Cultured Perl: Perl 5.6 For C And Java Programmers How the new Perl 5.6 features stack up against C/C++/Java

Cultured Perl: Perl 5.6 for C and Java programmers

By Teodor Zlatanov - 2004-09-30 Page: 1 2 3

How the new Perl 5.6 features stack up against C/C++/Java

Ted Zlatanov explains some of the peculiarities in Perl 5.6 for C and Java programmers, who may actually be pleasantly surprised by some familiar features hailing from sources other than Perl, like operator ambiguity, multiple ways of doing the same thing, punctuation, regular expressions, and variable mechanism. All of them put variety and power at your fingertips. The point is, Perl isn't too far from anyone's familiar territory and may be useful to even C and Java programmers at some point. So here's your opportunity to enhance your Perl 5.6 skills.

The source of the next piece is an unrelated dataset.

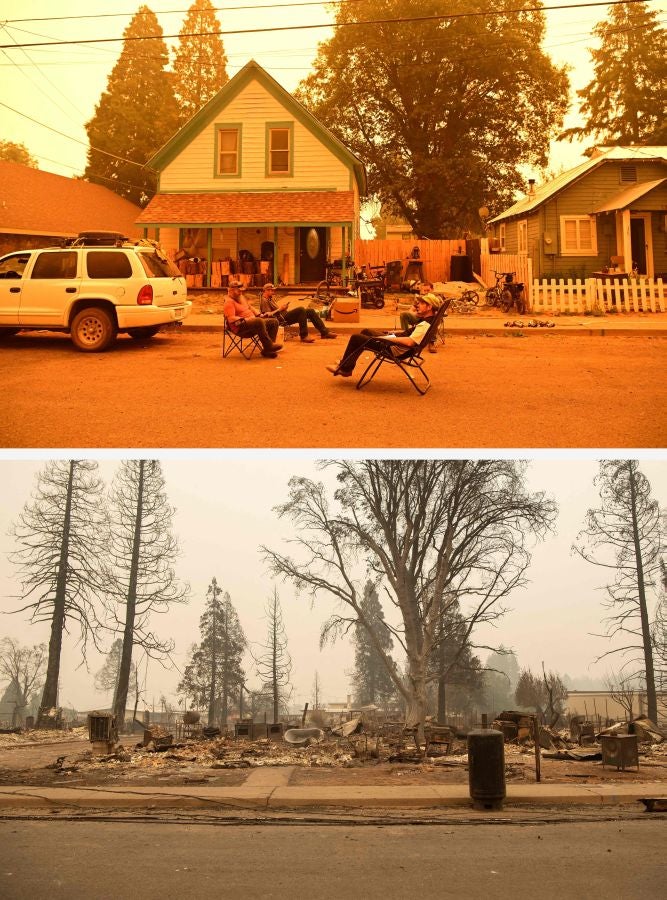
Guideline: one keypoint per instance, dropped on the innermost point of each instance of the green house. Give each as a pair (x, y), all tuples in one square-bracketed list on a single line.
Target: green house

Perl often bewilders even experienced programmers, primarily because it allegedly makes it too easy to write obfuscated code. But the confusion regarding Perl's structure, features, and philosophy is inevitable given that it's such a rich and powerful language, and that it was designed from the start to allow for more than one way to do the same thing.

Here we're going to look at some of the more confusing features of Perl 5.6, comparing and contrasting them to the corresponding C/C++/Java features. We'll concentrate on the principles in Larry Wall's paper "Natural Language Principles in Perl" (see the Resources later in this article), because they distinguish Perl from C, C++, and Java most readily. The exact mechanics of Perl's syntax are better learned from the "perldoc perlsyn" manual page and from Programming Perl, the best guide to Perl today (see Resources).

Interpreter mechanics

Novice Perl programmers notice right away that there seems to be no compilation. A Perl script is run immediately by the Perl interpreter ("perl" on UNIX systems, "perl.exe" on DOS/Windows systems, neither on MacOS systems). You can try it yourself: type the name of your Perl interpreter, or run it on a MacOS system, and you can start giving it expressions to evaluate right away. On most systems, the end-of-file (Control-D on UNIX) key sequence has to be used to indicate the end of user input. So, on a UNIX system, the following will print the result of "5+6":


> perl
(Perl is waiting for user input here, because no script name is given)

print 5+6


You press Control-D here
11

Here you see that Perl ran through the one-line script, and evaluated the line with the effect of printing "11" to your screen.

The Perl interpreter has many options. The "-e" flag, for instance, will tell it to execute the command-line arguments as a script, so the command perl -e'print 5+6' (note the quotes around the print command) is equivalent to the small program above. The "-i" flag allows editing of files in place, sort of like running them through a filter. The "-n" and "-p" switches cause the interpreter to act mostly like an input-output filter, with actions specified by the programmer. The "-w" switch (highly recommended) turns warnings on and is similar to the C/C++ "-Wall" switch to the compiles, except the "-w" switch is also active during program execution.

Speed and benchmarking

People often compare Perl to C or C++ and complain that Perl is not fast enough. This is sometimes true, but I recommend that you use the Benchmark module (perldoc Benchmark) before you decide that a C or C++ program will be faster, because it's not always the case that it will be. Also, Perl is very good at linking to C/C++ code and libraries, and the built-in Perl functions such as sort and print are usually nearly as fast as the C code for the same thing. Again, benchmark before you decide what's better.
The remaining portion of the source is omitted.